15th-century Ashkenazi Jewish rabbi and chronicler

Zalman of Sankt Goar (or Salman of St. Goar; Eleazar ben Jacob) was a 15th-century Ashkenazi Jewish rabbi and chronicler from Sankt Goar in the Rhineland of Germany. A student and secretary of Yaqob ben Moses ha-Levi Molin, also known as Maharil, he was the author of the chronicle Gilgul bne Hushim (Course of the Events of the Sons of the Rushing), a Jewish perspective on the Hussite movement in Bohemia in the early 15th century, and Minhagei Maharil on the teachings of his mentor, which was published some time after his teacher's death. He wrote that he was a descendant of Asher ha-Levi and Isaac ben Eliezer Halevi. He was descended from a line of liturgical poets. He was the synagogue beadle in Mainz. Later on he may have moved to Italy.

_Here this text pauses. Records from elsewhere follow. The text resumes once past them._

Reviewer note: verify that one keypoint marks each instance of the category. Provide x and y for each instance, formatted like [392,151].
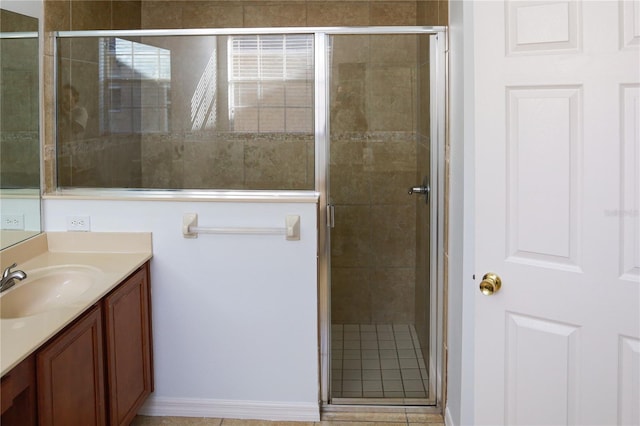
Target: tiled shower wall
[122,14]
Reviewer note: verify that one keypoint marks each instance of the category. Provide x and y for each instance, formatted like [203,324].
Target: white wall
[234,316]
[462,287]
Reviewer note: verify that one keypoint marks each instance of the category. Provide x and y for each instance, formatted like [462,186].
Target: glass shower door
[379,112]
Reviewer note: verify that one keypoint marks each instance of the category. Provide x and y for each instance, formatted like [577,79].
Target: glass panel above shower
[186,112]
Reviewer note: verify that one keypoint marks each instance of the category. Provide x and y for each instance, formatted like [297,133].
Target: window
[135,81]
[271,83]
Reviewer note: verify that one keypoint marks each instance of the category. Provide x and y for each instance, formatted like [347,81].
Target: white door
[557,130]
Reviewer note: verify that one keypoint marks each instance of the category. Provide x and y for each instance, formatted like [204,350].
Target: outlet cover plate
[12,221]
[78,223]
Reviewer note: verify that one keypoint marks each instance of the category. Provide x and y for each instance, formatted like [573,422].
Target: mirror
[19,123]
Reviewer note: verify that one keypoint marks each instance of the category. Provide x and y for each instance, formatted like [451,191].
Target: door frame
[438,136]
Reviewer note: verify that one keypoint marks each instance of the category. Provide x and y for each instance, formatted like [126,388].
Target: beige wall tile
[350,296]
[90,15]
[351,237]
[337,13]
[126,14]
[392,295]
[57,15]
[205,14]
[393,243]
[273,14]
[393,13]
[162,14]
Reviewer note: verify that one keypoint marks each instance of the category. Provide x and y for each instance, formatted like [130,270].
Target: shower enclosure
[354,115]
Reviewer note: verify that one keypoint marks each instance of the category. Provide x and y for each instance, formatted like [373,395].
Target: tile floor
[397,418]
[377,361]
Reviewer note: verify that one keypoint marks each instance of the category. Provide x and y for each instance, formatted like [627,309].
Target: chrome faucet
[9,277]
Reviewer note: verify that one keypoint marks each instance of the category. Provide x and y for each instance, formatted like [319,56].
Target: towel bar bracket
[291,230]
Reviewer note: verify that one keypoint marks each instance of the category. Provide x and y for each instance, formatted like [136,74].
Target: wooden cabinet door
[18,395]
[70,373]
[128,341]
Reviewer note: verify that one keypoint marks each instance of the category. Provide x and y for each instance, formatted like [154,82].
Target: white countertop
[116,255]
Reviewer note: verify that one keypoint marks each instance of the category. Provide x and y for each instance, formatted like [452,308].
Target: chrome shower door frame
[438,133]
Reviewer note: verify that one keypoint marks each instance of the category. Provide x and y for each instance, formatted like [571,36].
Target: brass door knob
[490,284]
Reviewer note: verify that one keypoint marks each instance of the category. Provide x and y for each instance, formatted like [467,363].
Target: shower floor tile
[376,361]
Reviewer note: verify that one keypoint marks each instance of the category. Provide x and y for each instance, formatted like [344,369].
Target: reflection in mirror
[186,112]
[19,128]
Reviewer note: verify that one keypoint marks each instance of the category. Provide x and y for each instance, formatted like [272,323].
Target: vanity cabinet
[97,371]
[18,393]
[70,375]
[128,347]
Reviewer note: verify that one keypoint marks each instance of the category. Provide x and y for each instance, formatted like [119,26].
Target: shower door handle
[423,189]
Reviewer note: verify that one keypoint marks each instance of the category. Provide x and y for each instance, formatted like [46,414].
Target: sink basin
[46,289]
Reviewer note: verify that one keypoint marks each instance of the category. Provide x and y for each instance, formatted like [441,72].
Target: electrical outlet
[78,223]
[12,221]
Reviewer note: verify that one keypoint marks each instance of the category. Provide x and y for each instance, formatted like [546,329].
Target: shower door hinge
[331,216]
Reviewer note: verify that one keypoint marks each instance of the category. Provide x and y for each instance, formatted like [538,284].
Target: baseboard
[448,420]
[231,409]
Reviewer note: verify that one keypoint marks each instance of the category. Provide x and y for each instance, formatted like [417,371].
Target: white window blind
[271,83]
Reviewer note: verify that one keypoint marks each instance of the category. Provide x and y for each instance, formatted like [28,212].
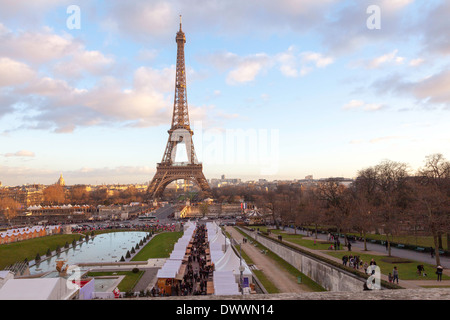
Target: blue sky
[303,87]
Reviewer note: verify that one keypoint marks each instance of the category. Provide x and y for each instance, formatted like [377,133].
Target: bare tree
[9,207]
[432,195]
[337,204]
[392,196]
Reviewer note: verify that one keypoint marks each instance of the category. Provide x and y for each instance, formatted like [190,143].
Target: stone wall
[326,275]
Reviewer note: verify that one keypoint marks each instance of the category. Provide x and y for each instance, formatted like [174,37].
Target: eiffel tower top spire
[180,118]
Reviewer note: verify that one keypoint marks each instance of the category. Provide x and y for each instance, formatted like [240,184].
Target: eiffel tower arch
[180,132]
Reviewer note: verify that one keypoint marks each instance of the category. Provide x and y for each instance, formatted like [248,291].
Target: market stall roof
[225,283]
[230,261]
[170,269]
[37,289]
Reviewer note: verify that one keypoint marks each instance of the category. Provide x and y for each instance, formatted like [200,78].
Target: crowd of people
[198,272]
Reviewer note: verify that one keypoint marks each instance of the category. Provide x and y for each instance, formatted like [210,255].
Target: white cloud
[384,59]
[247,69]
[13,73]
[359,104]
[21,153]
[353,104]
[416,62]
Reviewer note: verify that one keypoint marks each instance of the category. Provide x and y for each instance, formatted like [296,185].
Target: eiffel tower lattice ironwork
[180,132]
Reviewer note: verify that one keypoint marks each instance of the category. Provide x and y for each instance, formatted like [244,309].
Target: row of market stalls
[174,268]
[19,234]
[229,269]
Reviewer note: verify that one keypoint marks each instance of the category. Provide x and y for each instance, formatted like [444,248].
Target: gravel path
[284,281]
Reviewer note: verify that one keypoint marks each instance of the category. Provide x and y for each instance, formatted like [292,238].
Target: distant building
[61,181]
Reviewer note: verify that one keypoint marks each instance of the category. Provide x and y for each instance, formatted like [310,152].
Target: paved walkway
[282,280]
[407,284]
[397,252]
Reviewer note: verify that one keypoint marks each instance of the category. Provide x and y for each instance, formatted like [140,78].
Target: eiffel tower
[180,132]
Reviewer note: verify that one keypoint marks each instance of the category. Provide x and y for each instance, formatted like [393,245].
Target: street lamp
[241,269]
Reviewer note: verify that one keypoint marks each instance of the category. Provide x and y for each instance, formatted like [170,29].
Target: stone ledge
[400,294]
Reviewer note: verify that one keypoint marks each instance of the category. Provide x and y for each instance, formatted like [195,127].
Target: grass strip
[160,246]
[288,267]
[128,282]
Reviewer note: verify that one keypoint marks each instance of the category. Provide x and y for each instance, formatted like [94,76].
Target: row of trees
[384,198]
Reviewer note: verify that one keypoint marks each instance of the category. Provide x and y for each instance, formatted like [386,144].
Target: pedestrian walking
[439,271]
[395,275]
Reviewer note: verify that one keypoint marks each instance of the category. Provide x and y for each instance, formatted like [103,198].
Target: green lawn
[288,267]
[18,251]
[298,239]
[407,268]
[160,246]
[266,283]
[127,284]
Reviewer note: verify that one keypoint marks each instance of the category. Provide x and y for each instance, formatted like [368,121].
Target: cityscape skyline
[274,92]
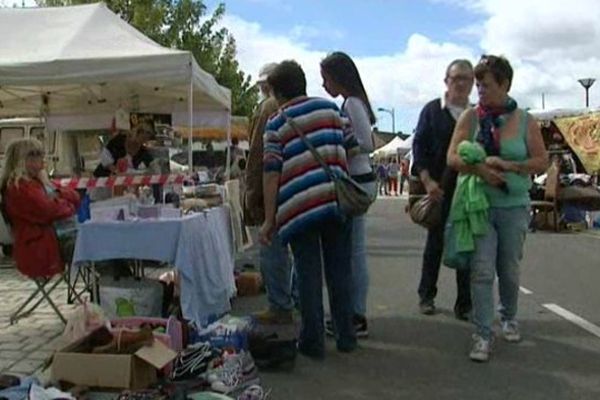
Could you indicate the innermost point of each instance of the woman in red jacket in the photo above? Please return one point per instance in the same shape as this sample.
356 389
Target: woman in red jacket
38 212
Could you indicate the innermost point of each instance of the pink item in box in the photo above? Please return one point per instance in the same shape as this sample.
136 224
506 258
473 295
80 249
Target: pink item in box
173 336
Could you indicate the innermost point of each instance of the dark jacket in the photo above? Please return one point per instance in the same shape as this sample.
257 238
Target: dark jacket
431 142
117 149
254 208
32 212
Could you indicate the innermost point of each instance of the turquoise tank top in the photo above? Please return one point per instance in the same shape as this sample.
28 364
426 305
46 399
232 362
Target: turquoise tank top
511 149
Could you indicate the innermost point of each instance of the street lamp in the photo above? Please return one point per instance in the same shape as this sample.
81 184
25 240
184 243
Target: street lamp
587 84
392 112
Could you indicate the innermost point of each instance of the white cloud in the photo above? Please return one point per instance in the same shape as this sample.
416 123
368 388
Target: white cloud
550 43
18 3
405 80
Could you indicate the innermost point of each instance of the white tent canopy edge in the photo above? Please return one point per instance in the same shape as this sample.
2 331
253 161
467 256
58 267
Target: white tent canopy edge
85 60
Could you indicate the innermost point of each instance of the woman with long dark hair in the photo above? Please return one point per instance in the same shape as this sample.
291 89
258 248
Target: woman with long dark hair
341 78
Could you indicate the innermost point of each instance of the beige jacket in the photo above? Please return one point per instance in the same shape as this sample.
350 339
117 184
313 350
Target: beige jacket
254 208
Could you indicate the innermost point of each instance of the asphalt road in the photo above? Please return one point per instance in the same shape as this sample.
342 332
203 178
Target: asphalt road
411 356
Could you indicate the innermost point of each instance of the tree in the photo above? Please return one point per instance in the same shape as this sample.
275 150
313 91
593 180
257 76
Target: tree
179 24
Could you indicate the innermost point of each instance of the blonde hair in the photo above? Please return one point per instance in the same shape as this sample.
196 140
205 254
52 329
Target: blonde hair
15 159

His Gilgul reflects the Jewish collective memory of the Crusades, and focuses on the events of 1421 when threats to Jewish life took place amidst the battle of Žatec during the Hussite Wars. Zalman wrote that the Hussites attacked and burned churches, killing and torturing the clergy. Zalman started writing before 1427 and finished in 1454. The chronicle portrays Avigdor Kara preceding Jan Hus at the court of king Wenzel and includes popular lore and stories about Hus. It also covers events such as the burning of Hus in 1415, military advances in 1430 and the council at Basel in 1434.

The Sefer Maharil was the primary source consulted by Moses Isserles on the customs of Ashkenaz for his glosses on Shulchan Aruch. It covers ritual and holiday practices in an annual cycle format. It was printed in Sabbionetta in 1556, with many repeat printings due to its popularity, and a modern critical edition by Shlomo Spitzer in 1989.